As much as those “de-motivation” posters are tired and cliche, I really think this one just about sums it up for me:

I am an expert procrastinator. I procrastinate a lot: sometimes to the point of masochism. Luckily I’m also a pretty darn responsible fellow, and coming through in the end is something I’m pretty good at. I spend a lot of time wondering how I can tweak myself into “the zone” even in the face of distractions, Reddit, and Lost. Nothing on Facebook has ever dramatically changed the outcome of my software development, but I often compulsively refresh it just in case someone might have responded to someone else’s status update. It’s silly, but we all do it to some degree or another.

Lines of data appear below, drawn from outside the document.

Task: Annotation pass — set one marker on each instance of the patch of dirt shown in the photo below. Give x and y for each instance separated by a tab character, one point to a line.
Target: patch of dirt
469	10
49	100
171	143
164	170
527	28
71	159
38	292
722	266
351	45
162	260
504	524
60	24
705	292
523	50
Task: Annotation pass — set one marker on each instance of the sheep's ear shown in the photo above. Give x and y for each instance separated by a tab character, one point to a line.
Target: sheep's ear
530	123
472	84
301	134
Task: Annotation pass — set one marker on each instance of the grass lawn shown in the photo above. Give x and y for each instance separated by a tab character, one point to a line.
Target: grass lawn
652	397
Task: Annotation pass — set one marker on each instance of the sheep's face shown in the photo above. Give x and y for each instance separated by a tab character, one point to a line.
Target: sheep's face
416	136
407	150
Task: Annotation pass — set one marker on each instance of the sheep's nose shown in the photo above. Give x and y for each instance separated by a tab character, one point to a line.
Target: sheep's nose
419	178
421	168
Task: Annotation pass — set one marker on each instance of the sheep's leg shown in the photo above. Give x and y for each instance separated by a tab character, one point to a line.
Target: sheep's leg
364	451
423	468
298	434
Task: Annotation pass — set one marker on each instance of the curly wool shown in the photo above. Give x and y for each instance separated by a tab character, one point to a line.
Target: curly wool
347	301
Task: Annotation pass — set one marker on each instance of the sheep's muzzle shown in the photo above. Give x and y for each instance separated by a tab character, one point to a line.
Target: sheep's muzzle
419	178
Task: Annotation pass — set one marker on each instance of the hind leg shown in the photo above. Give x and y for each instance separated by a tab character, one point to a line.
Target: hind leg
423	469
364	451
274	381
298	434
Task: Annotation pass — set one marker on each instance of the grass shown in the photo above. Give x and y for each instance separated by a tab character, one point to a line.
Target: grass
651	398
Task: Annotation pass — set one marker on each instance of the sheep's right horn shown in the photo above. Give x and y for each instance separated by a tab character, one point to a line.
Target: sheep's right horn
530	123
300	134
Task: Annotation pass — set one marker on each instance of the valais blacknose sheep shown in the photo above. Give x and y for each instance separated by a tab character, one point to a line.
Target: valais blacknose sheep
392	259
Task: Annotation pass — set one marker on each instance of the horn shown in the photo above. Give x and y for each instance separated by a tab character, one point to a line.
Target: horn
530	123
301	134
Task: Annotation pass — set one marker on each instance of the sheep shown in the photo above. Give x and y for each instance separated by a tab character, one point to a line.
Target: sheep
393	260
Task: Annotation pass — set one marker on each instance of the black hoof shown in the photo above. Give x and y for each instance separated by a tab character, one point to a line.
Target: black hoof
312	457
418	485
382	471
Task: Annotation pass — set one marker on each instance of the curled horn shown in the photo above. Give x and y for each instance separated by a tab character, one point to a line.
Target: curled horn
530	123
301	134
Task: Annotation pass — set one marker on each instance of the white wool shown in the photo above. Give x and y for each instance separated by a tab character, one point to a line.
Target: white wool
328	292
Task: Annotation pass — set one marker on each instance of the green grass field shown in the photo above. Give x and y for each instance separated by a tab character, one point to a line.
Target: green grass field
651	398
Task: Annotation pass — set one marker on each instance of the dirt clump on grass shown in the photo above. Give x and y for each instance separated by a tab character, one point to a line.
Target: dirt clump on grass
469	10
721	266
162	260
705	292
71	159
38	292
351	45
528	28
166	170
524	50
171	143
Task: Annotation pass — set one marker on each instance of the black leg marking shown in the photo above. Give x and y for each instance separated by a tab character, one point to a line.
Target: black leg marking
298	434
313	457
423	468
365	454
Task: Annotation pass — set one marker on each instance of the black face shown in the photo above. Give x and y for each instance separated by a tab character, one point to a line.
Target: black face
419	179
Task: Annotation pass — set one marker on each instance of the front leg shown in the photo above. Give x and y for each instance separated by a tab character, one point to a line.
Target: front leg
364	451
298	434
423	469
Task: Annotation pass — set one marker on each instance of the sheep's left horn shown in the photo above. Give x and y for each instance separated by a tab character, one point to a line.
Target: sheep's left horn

I personally enjoy and benefit a lot from pair programming. It’s not something I get to do all of the time, but a solid pairing session with a good developer gets me results. I love sharing tricks, and discussing code before it’s written. However, there might be more to it than that.
Hampton and I started to speculate that we work best if someone is just there, keeping you on your toes. Someone to chastise you if you check Facebook, even if they don’t know the first thing about programming. We joked about hiring people to just sit there and watch us code. I laughed!
Well, I’m not laughing any more. I tried it, and it worked.
Soft Pairing
I invited a developer friend to come and sit beside me as I worked. He had his laptop, and I asked him to just do what he’d normally do; we were explicitly not working on the same thing. Occasionally something would be discussed, or we’d share a laugh… but for the most part the experiment was untarnished by anything resembling classic pair programming.
During this time, I felt alert and focused. My productivity was about as high as it ever is, and for some reason his presence didn’t bother me. My junk science theory here is that it was the commitment to be doing this thing, putting in the effort to show up — it makes it feel real to your brain. Facebook is captivating when you’re alone, but feels like an embarrassment when someone else is there.
Your mileage will vary, but this “soft pairing” works well for me. I’m no longer thinking that hiring someone at minimum wage to just sit and watch me is a joke; it might well be an amazing investment. Alternatively, you could invite a developer friend to come over, or your partner that never sees you might enjoy reading a book. Hard to say! They have to really get the part about concentration, and it’s possible that your lover quietly chuckling and flipping pages might drive you bonkers.
Maybe this is like having a gym buddy? You agree to meet at a time and go, even if once you’re there, you’re doing completely different things. It’s the statement of intention which compels us not to succumb to distraction.